- Born: 1977 Maryland, U.S.
- Died: September 24, 2004 (aged 26–27) D.C. Jail, Washington, D.C., U.S.
- Known for: Quadriplegic who died in jail awaiting trial for drug possession

= Jonathan Magbie =

American quadriplegic

Jonathan Magbie (1977 - September 24, 2004) was an American quadriplegic who died in jail while serving a ten-day sentence for marijuana possession.

==Background==
Magbie was paralyzed from the neck down after being struck by a drunk driver at the age of four.

In 2004, he was charged with marijuana possession after police found a marijuana cigarette, four grams of cocaine, and a loaded gun in the vehicle in which he was stopped. The driver of the car, Bernard Beckett, pleaded guilty to the gun charges. Magbie pleaded guilty to the marijuana.

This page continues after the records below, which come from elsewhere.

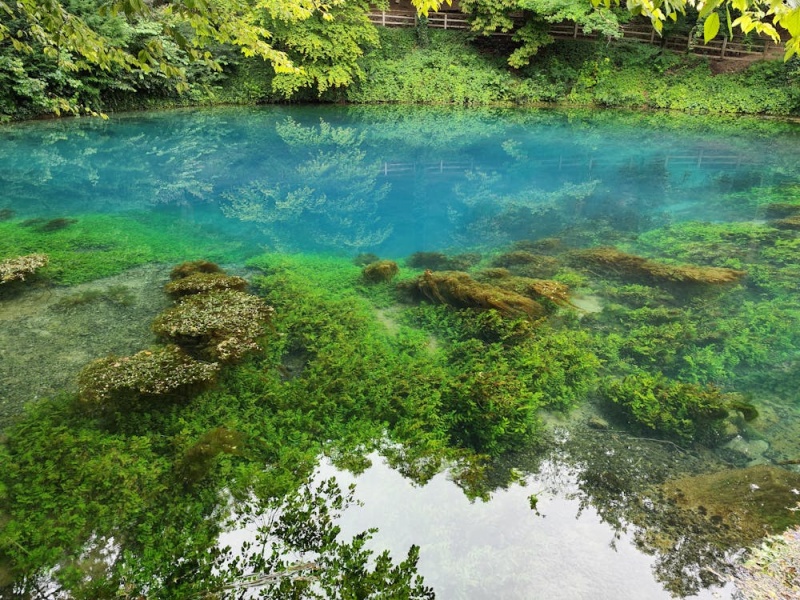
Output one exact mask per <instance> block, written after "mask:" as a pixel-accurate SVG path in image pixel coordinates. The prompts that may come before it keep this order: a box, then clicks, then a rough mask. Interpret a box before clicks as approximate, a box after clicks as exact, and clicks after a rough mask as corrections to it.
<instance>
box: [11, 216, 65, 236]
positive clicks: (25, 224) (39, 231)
mask: <svg viewBox="0 0 800 600" xmlns="http://www.w3.org/2000/svg"><path fill="white" fill-rule="evenodd" d="M77 222H78V219H69V218H67V217H57V218H55V219H27V220H26V221H22V223H20V227H30V228H32V229H34V230H35V231H37V232H39V233H52V232H53V231H58V230H60V229H65V228H67V227H69V226H70V225H74V224H75V223H77Z"/></svg>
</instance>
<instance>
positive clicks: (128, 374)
mask: <svg viewBox="0 0 800 600" xmlns="http://www.w3.org/2000/svg"><path fill="white" fill-rule="evenodd" d="M212 265H213V263H208V262H200V263H194V264H192V265H191V266H187V264H186V263H184V264H182V265H179V267H176V269H177V270H175V269H174V270H173V275H176V274H177V275H180V276H181V278H180V279H177V280H176V281H173V282H172V283H170V284H167V286H166V289H167V291H168V292H171V293H172V295H173V296H177V297H178V298H179V300H178V301H177V304H176V306H174V307H172V308H168V309H167V310H165V311H164V312H163V313H161V315H159V316H158V317H157V318H156V319H155V320H154V321H153V324H152V327H153V331H154V332H155V333H156V334H157V335H159V336H160V337H161V339H163V340H165V341H167V342H168V344H167V345H166V346H164V347H162V348H158V349H154V350H143V351H141V352H139V353H137V354H134V355H133V356H129V357H117V356H109V357H106V358H102V359H98V360H96V361H94V362H92V363H90V364H89V365H87V366H86V367H85V368H84V369H83V370H82V371H81V373H80V375H79V377H78V387H79V395H80V398H81V400H82V401H83V402H84V403H87V404H93V405H101V406H102V405H106V404H109V403H110V402H121V401H130V400H132V399H134V398H136V397H139V396H169V395H181V394H183V395H185V394H186V393H187V392H191V391H195V390H196V389H197V386H198V384H207V383H210V382H211V381H213V380H214V379H215V378H216V376H217V374H218V372H219V370H220V363H221V362H222V363H224V362H232V361H237V360H241V359H242V358H243V357H244V356H245V355H247V354H249V353H253V352H258V351H261V350H262V346H261V344H260V343H259V341H258V340H259V339H260V338H261V337H262V336H263V334H264V327H265V325H266V324H267V323H268V322H269V320H270V318H271V316H272V314H273V311H272V309H271V308H270V307H269V306H267V305H266V304H265V303H264V302H263V300H261V299H260V298H257V297H255V296H252V295H250V294H245V293H244V292H241V291H238V290H236V289H228V288H227V287H223V288H222V289H220V288H219V287H218V286H217V285H210V286H209V285H206V283H207V278H209V277H211V278H212V279H213V281H214V283H215V284H218V283H219V281H220V280H222V281H225V282H226V283H229V284H230V285H231V286H239V287H243V286H246V284H247V282H246V280H244V279H242V278H240V277H228V276H227V275H225V274H224V273H223V272H221V271H222V270H221V269H220V268H219V267H218V266H217V265H213V266H212ZM209 271H211V272H209ZM185 273H188V274H185ZM184 274H185V275H184ZM197 279H200V281H201V282H202V284H198V283H197ZM227 280H230V281H227ZM181 282H189V284H190V285H189V286H185V287H183V288H180V289H179V292H180V293H176V290H174V289H173V288H171V287H170V286H172V285H173V284H175V283H181ZM197 288H200V289H197ZM206 289H209V290H210V291H205V290H206ZM198 359H200V360H198Z"/></svg>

Although Magbie had never previously been convicted of a criminal offense and although he required private nursing care for as much as 20 hours a day, Magbie was given a ten-day sentence in the D.C. Jail in September 2004 by D.C. Superior Court Judge Judith E. Retchin, who cited the gun or the cocaine as factors in the jail sentence. Lacking a ventilator, he died in city custody four days later. This provoked a series of op-ed pieces in The Washington Post by columnist Colbert I. King.

Magbie's mother, with the help of the ACLU, filed a lawsuit accusing the District government and Greater Southeast Community Hospital of failing to give him proper care. That lawsuit, and additional cases against Center for Correctional Health and Policy Studies, Inc. (which provided the medical care at the D.C. jail) and Corrections Corp. of America, were settled out of court for a total of $4.6 million.